I ought to be more familiar with Tintin than I am. My local public library’s children’s section had hardbound volumes of all or most of the comics in the series as I was growing up. I could have gone through pretty much the whole run. But I first looked at them when I was still in first grade — perhaps just a bit too young for a series that was aimed more at teenagers. A couple books didn’t catch on with me for whatever reason, and I never went back to them. Instead, I wound up going over and reading a different Franco-Belgian classic comic, Asterix (also aimed at young adults, but more overtly funny to a youngster). I don’t regret reading the Asterix comics for a second (as an adult I can see how brilliant they are), but I do regret passing up on Tintin way back when.
This “almost but not quite” familiarity left me with an odd form of anticipation when Peter Jackson and Steven Spielberg came out with The Adventures of Tintin in 2011. I knew what Tintin was, unlike most Americans, but I knew very little more. I knew the general tone of the stories, but not the specifics. I could recognize Tintin, Snowy, Captain Haddock, and Thompson and Thomson… but I didn’t know the characters. Seeing the previews was an odd mix of nostalgia and novelty at the same time. It became one of my most anticipated films of 2011… but as bad luck would have it, I didn’t manage to see it until now. That said, it was well worth the wait.
Amazing what you’ll find when you start looking.
The Adventures of Tintin opens up with a great silhouette-based animated credit sequence, but the majority of the film is animated using CGI. Human characters were done using motion-capture; it’s essentially the same technique as with 2004’s The Polar Express, but with the better part of a decade to improve things, Tintin‘s characters look considerably more alive. There may still be some audience members who find the characters fall into the Uncanny Valley, but on the whole, the combination of motion-capture, skin tones utilizing subsurface scattering, and comic-book-based proportions results in characters that look like cartoonish humans rather than dead-eyed automata. Pixar showed that CG humans could be acceptable if made with traditional cartoon proportions; here Spielberg and Jackson show another approach can work as well. It works sufficiently well, in fact, that I recall hearing from some people who thought it was a mix of animation and live-action.
I can almost understand it in the case of Tintin, but Thomson and Thompson are another matter.
The film simply looks gorgeous. The characters move fluidly and realistically thanks to the motion capture. Hair looks realistic, and the characters not only look good, but seem reasonably true to the comic book appearances — at least, from what I can remember or look up of the books. Backgrounds are beautifully detailed, and I find myself wishing I’d been able to see this in 3D, as it was probably a great use of the medium.

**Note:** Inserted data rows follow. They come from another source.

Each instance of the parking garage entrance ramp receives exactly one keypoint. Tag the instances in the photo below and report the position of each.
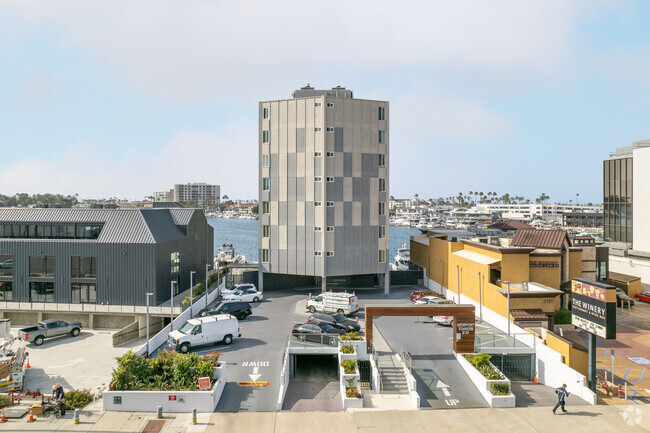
(314, 383)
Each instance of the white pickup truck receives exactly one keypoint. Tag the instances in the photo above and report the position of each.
(334, 302)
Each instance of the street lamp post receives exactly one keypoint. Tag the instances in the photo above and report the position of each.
(171, 306)
(148, 294)
(480, 297)
(426, 271)
(207, 267)
(191, 289)
(458, 280)
(508, 318)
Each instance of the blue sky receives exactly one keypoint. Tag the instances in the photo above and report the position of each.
(120, 99)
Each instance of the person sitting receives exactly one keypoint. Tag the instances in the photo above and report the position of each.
(58, 395)
(608, 388)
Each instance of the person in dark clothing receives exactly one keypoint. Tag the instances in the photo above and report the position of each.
(58, 396)
(562, 393)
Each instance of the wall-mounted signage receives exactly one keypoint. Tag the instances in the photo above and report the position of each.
(593, 307)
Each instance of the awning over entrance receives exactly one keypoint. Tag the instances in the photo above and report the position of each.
(476, 257)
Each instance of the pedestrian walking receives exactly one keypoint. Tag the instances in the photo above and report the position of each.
(562, 393)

The story, adapted from parts of a few of the comics, is engaging and exciting. Tintin (Jamie Bell) is an investigative journalist who stumbles into a new mystery when he buys a model ship and suddenly finds himself the target of people who seem to be willing to do anything to get their hands on it. His inquiries into why the ship is so valuable lead him to meet and befriend Captain Archibald Haddock, whose voice and motions are performed by Andy Serkis, undoubtedly the best-known motion-capture actor in the business. Serkis brings the drunkard Haddock to life brilliantly, and it’s a good choice to put the veteran actor in the role. Tintin fits into a fairly solid heroic archetype, of the young adventuring investigator persona, but despite being the title character, it’s not precisely his story. It’s Haddock whose family heritage is at the center of the mystery, and it’s Haddock who undergoes all the character growth in the film.
There’s a lot of pressure on a guy who needs a stiff drink to act sober.
In the parts of identical Interpol agents Thomson and Thompson are Nick Pegg and Simon Frost. The comic duo work perfectly as the bumbling detectives; their vocal performances are similar, but just barely different enough to, paradoxically, make it even more confusing to figure out which is which. Between the policemen and Captain Haddock, there’s a fair amount of humor in the film, but its heart is a solid adventure story in the vein of the old pulp action stories (which, indeed, is about the era the first Tintin stories were created in). Daniel Craig rounds out the major cast as another character chasing after the model ship, and provides an energy and sense of urgency to the quest, which takes the heroes on a tour of several Mediterranean locations which are all brought to life beautifully.
The Adventures of Tintin is sometimes funny, often exciting, and always beautiful. I wavered just a bit on how to grade the film, wondering if perhaps the relative shallowness of some characters might warrant lowering it a mark. But I realized as I was considering that I was altogether too curious to find out how different aspects of it were done, how it was written, and all the rest of the details of its creation. The movie didn’t just excite me with its story… it excited me with the movie itself. That’s more than enough to outweigh the minor characterization issues, especially if Tintin himself winds up getting more development in later installments. The next chapter, The Adventures of Tintin: The Prisoners of the Sun, is due out in 2015. I’ll definitely be buying a ticket.
Now… is it too much to hope for that somebody puts a similar level of effort into an Asterix movie?